~ MAREU ~
O almoço no bar da piscina tinha tudo para ser a primeira coisa normal do meu dia.
O sol estava agradável, a área VIP tinha aquele silêncio chique que parecia feito sob, e Olívia estava… melhor. Não exatamente “feliz” — ela nunca era uma criança feliz do jeito convencional —, mas mais leve. A ponte de comando tinha feito alguma coisa nela. O elogio do pai tinha feito outra.
E, quando ela estava assim, eu quase conseguia esquecer que eu não sabia agir normal.
Quase.
Logan caminhava ao lado dela como se estivesse tentando aprender a coreografia de ser pai presente. Sem atropelar. Sem desaparecer. Sem transformar tudo em uma reunião.
— Eu gostei da ponte — Olívia disse, sentando-se à mesa e pegando o cardápio como se fosse uma pauta de diretoria.
— Eu percebi — Logan respondeu, e havia um tom diferente na voz dele. Menos “Sr. Novak”. Mais… homem.

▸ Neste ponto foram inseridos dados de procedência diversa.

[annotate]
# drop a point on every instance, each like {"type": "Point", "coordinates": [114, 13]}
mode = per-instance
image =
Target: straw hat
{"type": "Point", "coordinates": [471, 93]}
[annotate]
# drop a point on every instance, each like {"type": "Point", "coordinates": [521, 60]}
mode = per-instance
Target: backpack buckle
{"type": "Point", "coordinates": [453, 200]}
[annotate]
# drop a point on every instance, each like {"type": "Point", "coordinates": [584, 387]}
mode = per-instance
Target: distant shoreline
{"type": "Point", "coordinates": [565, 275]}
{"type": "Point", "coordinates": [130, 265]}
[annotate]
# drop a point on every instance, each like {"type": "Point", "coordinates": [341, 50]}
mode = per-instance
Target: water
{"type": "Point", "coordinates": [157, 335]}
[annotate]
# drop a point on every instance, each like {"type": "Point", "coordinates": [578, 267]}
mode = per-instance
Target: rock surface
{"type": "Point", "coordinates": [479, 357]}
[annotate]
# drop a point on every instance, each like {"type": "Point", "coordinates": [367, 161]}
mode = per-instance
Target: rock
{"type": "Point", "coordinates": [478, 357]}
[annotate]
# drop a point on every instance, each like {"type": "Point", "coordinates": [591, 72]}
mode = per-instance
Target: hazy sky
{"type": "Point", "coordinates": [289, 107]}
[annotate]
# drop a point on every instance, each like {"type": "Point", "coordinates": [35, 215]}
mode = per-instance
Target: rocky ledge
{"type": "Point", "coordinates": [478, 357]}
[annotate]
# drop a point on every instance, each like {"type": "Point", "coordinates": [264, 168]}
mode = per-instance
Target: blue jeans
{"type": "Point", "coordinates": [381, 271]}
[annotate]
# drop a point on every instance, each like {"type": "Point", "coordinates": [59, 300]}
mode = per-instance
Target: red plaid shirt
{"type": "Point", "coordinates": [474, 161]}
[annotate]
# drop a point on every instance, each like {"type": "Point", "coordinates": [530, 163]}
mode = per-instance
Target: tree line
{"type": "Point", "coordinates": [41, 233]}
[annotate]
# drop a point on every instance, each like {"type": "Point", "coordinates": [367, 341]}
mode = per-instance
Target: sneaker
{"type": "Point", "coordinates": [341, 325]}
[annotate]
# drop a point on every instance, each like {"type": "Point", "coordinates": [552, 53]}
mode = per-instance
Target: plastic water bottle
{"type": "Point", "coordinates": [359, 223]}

Ela passou os olhos pelo menu.
— Eu gosto de navios.
Logan inclinou a cabeça, como se aquilo fosse uma informação preciosa.
— Mais do que aviões?
Olívia fez uma careta discreta, a cara de quem está prestes a cometer heresia dentro da própria família.
— Aviões são úteis — ela disse. — Mas navios são… majestosos.
Eu ri, baixinho.
Logan me olhou como se o som fosse um evento raro.
Eu cortei o riso na metade e fingi que estava analisando uma jarra de água.
— Você gosta porque dá pra ver tudo funcionando — Logan disse para Olívia, tentando entender o porquê de verdade.
— Eu gosto porque dá pra ver o que acontece quando não funciona — ela corrigiu, séria. — Todo mundo entra em pânico. Eu acho… educativo.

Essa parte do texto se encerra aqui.